While most enterprises today are increasingly feeling the imperative to "do mobile," many don't know where to begin and there are many obstacles to success.
Gartner says the key decision about BYOD is one of applications architecture and solutions design.
"Designing your applications to meet the demands of BYOD is not the same as setting usage policies or having strategic sourcing plans that mandate a particular platform," says Darryl Carlton, research director, Gartner.
"BYOD should be a design principle that provides you with a vendor neutral applications portfolio and a flexible future-proof architecture.
"If the applications exhibit technical constraints that limit choice and limit deployment, then the purchasing policy is irrelevant."
Carlton claims that most organisations have diverse workforces, made up of full-time staff, external contracting agencies, independent professionals, and part-time staff.
In addition to the changes in the workforce, all enterprises (business, government and community) have been pushing their processes beyond their own organisational boundaries and it is increasingly clear that the IT organisation no longer has absolute control over the tools used to access the corporate systems and data.
"The community of users has expanded to include suppliers, customers, employees and a very broad range of stakeholders," Carlton says.
"We are no longer developing applications for deployment to an exclusive user base over which we exert standards and control."
As consequence, Carlton believes this development is leading to the need for IT to look into the techniques and practices of what Gartner calls "global class" computing — an approach to designing systems and architectures that extends computing processes outside the enterprise and into the cultures of the consumer, mobile worker and business partners.
The global-class approach exploits the characteristics of Internet-enabled computing, and employs applications and services that are more flexible and inclusive, simpler and less-expensive than those designed for enterprise.
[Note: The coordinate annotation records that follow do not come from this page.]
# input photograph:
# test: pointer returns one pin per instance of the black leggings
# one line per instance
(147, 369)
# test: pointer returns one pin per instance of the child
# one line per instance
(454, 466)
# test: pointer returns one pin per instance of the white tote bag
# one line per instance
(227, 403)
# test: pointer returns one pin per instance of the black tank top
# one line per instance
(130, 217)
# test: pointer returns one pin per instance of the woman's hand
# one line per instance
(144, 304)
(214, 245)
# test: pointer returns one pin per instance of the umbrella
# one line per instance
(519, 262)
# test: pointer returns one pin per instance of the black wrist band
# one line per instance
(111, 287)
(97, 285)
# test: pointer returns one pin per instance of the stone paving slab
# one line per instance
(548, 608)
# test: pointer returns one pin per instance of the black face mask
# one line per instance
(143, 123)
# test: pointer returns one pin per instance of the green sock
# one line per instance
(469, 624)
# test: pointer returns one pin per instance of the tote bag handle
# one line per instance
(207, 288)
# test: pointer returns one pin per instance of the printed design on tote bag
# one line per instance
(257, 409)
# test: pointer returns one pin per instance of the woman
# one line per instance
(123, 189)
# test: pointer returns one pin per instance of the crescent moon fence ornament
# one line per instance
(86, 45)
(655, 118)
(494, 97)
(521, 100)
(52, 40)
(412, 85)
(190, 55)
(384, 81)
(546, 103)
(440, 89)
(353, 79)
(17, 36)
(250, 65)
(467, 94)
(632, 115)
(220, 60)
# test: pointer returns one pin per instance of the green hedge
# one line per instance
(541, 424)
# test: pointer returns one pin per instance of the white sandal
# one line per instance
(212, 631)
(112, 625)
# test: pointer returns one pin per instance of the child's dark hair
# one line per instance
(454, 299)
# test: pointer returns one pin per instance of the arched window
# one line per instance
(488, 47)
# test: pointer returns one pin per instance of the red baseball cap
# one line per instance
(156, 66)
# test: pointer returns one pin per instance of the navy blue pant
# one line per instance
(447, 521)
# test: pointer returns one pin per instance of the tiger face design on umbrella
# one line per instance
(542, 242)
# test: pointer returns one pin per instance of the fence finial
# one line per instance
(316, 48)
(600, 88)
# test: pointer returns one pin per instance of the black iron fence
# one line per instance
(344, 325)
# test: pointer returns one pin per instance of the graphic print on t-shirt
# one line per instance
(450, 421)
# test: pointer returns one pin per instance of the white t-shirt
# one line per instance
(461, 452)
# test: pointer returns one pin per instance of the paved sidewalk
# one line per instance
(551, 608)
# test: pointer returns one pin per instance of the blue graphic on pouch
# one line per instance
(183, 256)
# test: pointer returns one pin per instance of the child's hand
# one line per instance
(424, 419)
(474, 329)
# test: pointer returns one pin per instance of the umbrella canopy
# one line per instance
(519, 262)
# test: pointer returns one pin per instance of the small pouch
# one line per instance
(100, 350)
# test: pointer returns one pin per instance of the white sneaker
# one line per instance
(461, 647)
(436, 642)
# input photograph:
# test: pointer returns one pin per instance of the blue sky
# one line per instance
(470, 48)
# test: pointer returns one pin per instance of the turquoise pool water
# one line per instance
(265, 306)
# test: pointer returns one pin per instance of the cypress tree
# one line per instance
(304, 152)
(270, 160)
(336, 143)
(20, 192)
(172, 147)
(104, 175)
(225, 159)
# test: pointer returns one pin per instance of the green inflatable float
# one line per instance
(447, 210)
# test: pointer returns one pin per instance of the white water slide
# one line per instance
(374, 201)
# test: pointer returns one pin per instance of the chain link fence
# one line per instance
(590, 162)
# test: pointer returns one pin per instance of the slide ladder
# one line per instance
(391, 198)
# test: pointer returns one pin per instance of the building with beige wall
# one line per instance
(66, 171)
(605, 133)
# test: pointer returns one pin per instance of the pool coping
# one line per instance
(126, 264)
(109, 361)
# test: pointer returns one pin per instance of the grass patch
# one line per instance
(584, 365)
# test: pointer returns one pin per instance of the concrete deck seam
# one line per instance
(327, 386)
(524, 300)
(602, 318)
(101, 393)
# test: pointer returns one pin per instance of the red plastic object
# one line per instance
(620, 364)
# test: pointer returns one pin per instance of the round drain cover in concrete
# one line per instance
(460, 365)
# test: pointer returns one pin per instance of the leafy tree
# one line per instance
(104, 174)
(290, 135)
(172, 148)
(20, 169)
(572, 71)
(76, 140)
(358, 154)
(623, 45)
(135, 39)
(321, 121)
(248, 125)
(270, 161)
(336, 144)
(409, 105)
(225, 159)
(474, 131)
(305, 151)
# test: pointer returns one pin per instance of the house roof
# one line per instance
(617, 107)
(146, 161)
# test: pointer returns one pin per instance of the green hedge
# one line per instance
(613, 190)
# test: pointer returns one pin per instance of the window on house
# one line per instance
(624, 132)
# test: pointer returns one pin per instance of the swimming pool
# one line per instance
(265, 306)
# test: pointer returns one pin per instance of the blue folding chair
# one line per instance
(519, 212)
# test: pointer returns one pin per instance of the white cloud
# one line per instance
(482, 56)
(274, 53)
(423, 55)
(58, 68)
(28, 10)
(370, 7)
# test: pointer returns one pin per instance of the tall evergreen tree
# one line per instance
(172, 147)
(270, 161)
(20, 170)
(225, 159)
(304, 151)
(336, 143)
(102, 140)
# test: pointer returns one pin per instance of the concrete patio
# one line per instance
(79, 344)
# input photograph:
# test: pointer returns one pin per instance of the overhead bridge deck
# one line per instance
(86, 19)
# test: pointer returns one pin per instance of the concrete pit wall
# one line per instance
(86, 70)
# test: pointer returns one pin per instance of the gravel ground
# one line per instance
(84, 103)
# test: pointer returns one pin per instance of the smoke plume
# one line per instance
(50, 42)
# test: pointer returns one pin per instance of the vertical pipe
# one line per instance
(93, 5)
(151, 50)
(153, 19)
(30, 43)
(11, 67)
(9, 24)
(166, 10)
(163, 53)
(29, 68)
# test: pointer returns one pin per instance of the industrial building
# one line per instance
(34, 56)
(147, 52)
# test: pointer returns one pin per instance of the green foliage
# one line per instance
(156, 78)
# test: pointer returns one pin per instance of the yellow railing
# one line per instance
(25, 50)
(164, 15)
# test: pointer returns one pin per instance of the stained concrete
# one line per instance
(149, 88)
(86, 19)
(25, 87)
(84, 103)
The only way to address the impact of global class is to mandate it as a principle in the applications strategy, Carlton says.
"BYOD is an indication that internal IT is not providing adequate support for a segment of the user population and they are seeking alternatives elsewhere," Carlton says.
"It's important to recognise that BYOD, bring your own application (BYOA) and cloud adoption are leading indicators of long-term structural change occurring in the industry, not the demands of a few errant staff demanding their favourite brand of technology."
Irrespective of the BYOD momentum, Carlton is unwavering in his belief that the simple fact is that the user community is growing to include suppliers and customers, and organisations must make provisions for this.
Customers will access online inventory and purchase order systems, expect access to shipping information and to take control of their own interaction with the organisation. These are users over whom the business has no technical control.
Applications within the business now need to support a diverse and demanding community of users both within and outside of the organisation. Different groups of users are becoming increasingly demanding when it comes to the capabilities of their devices and solutions to support them in delivering outcomes for the business. The IT organisation cannot dictate standards or implement solutions that require proprietary controls.
"For CIOs to consider BYOD activities within their organisation to be a temporary problem generated by a few disaffected employees would be a tragic mistake," Carlton adds.
"This is a leading indicator of change for which an appropriate response is required. Reasserting control is not an appropriate response.
"This is a permanent and irreversible shift in the way that IT is procured and implemented to support the organisation, suppliers and customers."
Gartner recommends that enterprises develop their strategy based on an assumption that BYOD will happen, and that they will need to support users outside of the organisation's boundaries. Starting with this assumption will mean that open standards are quickly enforced for all solutions.